An "operating manual for contemporary art" that addresses the work of Daniel Buren, Gordon Matta-Clark, and Günter Brus.
The late 1960s saw a radical undoing of the image in—and of—art, as the questions of art began to be posed in entirely new terms. In this critical and clinical examination of the post-conceptual condition’s negotiations with the image, the body, capitalist semiotics, and the built environment, Éric Alliez and Jean-Claude Bonne trace the trajectories of three artists, three key entries in the lexicon that are also entryways into contemporary art understood as a ‘diagrammatic regime’ inextricably related, in particular, to architecture.
Daniel Buren systematically deconstructs all the forms of autonomy of art, through a tenacious in situ critique at once pragmatic and ontological operated by his "visual tool," traced here from its origins to recent major museum installations; Gordon Matta-Clark’s anarchitectural operation across site and non-site strikes at the functional foundations of architectural structuring, physical, social, and semiotic—a dis-organization and disorientation relayed by his photographic documentation of his projects. Viennese actionist Günter Brus’s action drawings/drawing actions and "stress tests" recircuit markmaking, representation, and corporeality, producing wordless "electroglyphs" that render visible the inscription of relations of force within the body.

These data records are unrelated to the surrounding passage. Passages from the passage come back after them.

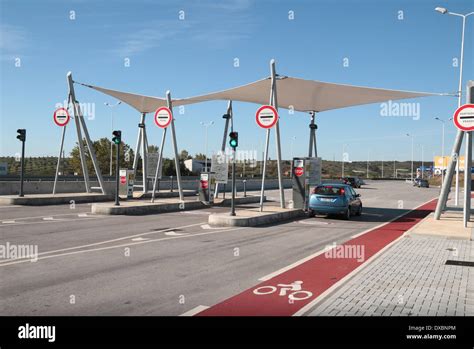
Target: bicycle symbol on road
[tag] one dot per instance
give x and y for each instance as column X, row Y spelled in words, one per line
column 297, row 294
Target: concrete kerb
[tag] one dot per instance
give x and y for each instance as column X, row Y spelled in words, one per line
column 253, row 217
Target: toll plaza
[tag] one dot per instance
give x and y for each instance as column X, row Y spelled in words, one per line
column 306, row 174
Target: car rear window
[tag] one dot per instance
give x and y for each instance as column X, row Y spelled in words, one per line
column 329, row 190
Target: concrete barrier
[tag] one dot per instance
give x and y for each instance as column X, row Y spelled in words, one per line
column 46, row 187
column 134, row 208
column 248, row 218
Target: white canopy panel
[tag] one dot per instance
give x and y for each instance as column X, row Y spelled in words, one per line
column 292, row 93
column 144, row 104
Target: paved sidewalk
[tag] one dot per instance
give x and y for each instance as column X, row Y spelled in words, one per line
column 409, row 279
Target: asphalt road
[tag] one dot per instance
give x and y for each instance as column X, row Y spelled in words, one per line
column 163, row 264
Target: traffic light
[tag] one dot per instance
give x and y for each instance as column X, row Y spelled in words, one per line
column 21, row 134
column 234, row 139
column 117, row 139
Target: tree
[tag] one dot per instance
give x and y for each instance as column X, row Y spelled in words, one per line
column 102, row 152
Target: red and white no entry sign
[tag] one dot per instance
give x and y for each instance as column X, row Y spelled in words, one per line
column 464, row 117
column 266, row 116
column 299, row 171
column 163, row 117
column 61, row 117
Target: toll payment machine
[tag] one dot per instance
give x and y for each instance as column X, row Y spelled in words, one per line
column 205, row 189
column 306, row 174
column 127, row 179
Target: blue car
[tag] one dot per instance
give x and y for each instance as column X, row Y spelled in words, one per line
column 339, row 199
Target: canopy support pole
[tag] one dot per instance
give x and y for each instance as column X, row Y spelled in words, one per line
column 274, row 103
column 80, row 123
column 158, row 166
column 446, row 187
column 467, row 179
column 265, row 156
column 312, row 136
column 175, row 148
column 144, row 155
column 59, row 159
column 227, row 116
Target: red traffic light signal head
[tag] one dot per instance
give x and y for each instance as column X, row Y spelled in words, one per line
column 234, row 139
column 21, row 134
column 117, row 136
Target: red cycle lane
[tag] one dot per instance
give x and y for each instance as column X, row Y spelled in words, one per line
column 286, row 293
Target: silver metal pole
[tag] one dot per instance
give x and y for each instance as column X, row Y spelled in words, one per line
column 456, row 191
column 467, row 179
column 175, row 147
column 456, row 196
column 265, row 156
column 160, row 157
column 144, row 155
column 442, row 156
column 90, row 146
column 59, row 160
column 137, row 151
column 274, row 102
column 224, row 138
column 443, row 196
column 72, row 96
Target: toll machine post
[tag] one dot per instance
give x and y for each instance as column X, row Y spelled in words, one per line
column 305, row 174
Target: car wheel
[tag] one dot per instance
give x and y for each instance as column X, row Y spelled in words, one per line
column 347, row 215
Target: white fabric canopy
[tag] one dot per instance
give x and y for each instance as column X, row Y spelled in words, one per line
column 292, row 93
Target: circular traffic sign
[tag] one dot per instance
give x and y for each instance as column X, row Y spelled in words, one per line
column 61, row 117
column 266, row 116
column 464, row 117
column 163, row 117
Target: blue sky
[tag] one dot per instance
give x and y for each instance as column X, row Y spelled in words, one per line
column 196, row 55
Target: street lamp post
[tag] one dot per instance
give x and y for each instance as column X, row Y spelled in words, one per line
column 112, row 129
column 412, row 154
column 422, row 162
column 443, row 11
column 206, row 126
column 442, row 149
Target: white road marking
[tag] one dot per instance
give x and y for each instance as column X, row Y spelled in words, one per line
column 207, row 227
column 301, row 261
column 117, row 239
column 195, row 310
column 315, row 223
column 115, row 246
column 197, row 212
column 173, row 233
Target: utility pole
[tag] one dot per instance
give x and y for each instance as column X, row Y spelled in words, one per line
column 22, row 137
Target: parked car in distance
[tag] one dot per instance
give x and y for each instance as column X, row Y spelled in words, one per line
column 340, row 199
column 355, row 182
column 421, row 183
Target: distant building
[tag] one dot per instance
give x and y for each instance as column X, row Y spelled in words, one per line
column 197, row 166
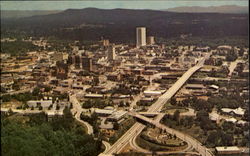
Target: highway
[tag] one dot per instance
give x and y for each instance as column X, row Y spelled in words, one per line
column 136, row 129
column 77, row 110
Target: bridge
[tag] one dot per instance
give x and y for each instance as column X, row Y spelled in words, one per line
column 136, row 129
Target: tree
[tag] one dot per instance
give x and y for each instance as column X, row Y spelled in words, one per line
column 116, row 126
column 176, row 116
column 57, row 106
column 173, row 101
column 40, row 107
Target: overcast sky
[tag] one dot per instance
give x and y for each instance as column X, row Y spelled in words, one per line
column 108, row 4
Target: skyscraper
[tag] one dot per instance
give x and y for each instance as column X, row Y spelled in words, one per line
column 87, row 63
column 111, row 53
column 140, row 36
column 150, row 40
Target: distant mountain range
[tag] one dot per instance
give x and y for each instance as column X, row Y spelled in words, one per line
column 211, row 9
column 119, row 25
column 194, row 9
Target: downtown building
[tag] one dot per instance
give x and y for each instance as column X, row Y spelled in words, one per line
column 111, row 53
column 140, row 36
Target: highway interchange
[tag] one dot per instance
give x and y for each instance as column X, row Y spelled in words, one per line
column 136, row 129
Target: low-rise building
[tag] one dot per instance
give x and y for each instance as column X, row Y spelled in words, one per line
column 228, row 150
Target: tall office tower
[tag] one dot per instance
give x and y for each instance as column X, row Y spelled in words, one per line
column 87, row 63
column 150, row 40
column 111, row 53
column 77, row 61
column 140, row 36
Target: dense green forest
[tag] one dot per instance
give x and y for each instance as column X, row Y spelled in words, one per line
column 35, row 135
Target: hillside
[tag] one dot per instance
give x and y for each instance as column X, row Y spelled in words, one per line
column 234, row 9
column 119, row 24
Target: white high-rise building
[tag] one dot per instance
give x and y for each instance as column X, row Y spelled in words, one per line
column 111, row 53
column 140, row 36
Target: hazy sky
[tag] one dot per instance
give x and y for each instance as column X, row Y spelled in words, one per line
column 108, row 4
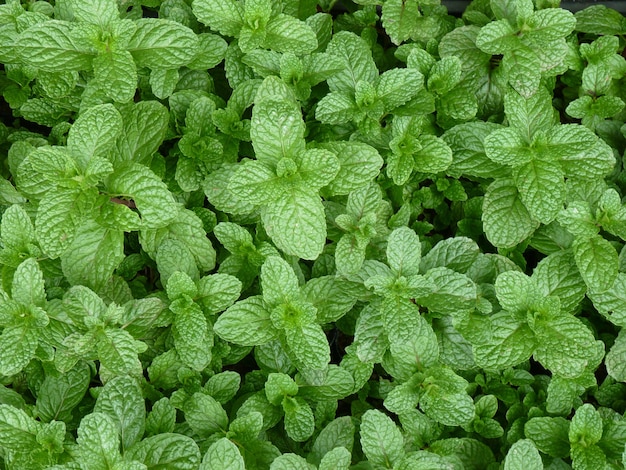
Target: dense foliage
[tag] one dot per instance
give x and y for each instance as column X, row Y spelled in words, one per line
column 290, row 234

This "operating manual for contemporary art," richly illustrated and based throughout on close readings of the artists’ works, writings, and actions across their entire careers, is an indispensable diagram of the lines of flight opened up by contemporary art, as well as the omnipresent threat of its capture by anesthesia and dematerialization, spectacle, the dogma of “site-specificity,” and absorption into the neoliberal experience economy.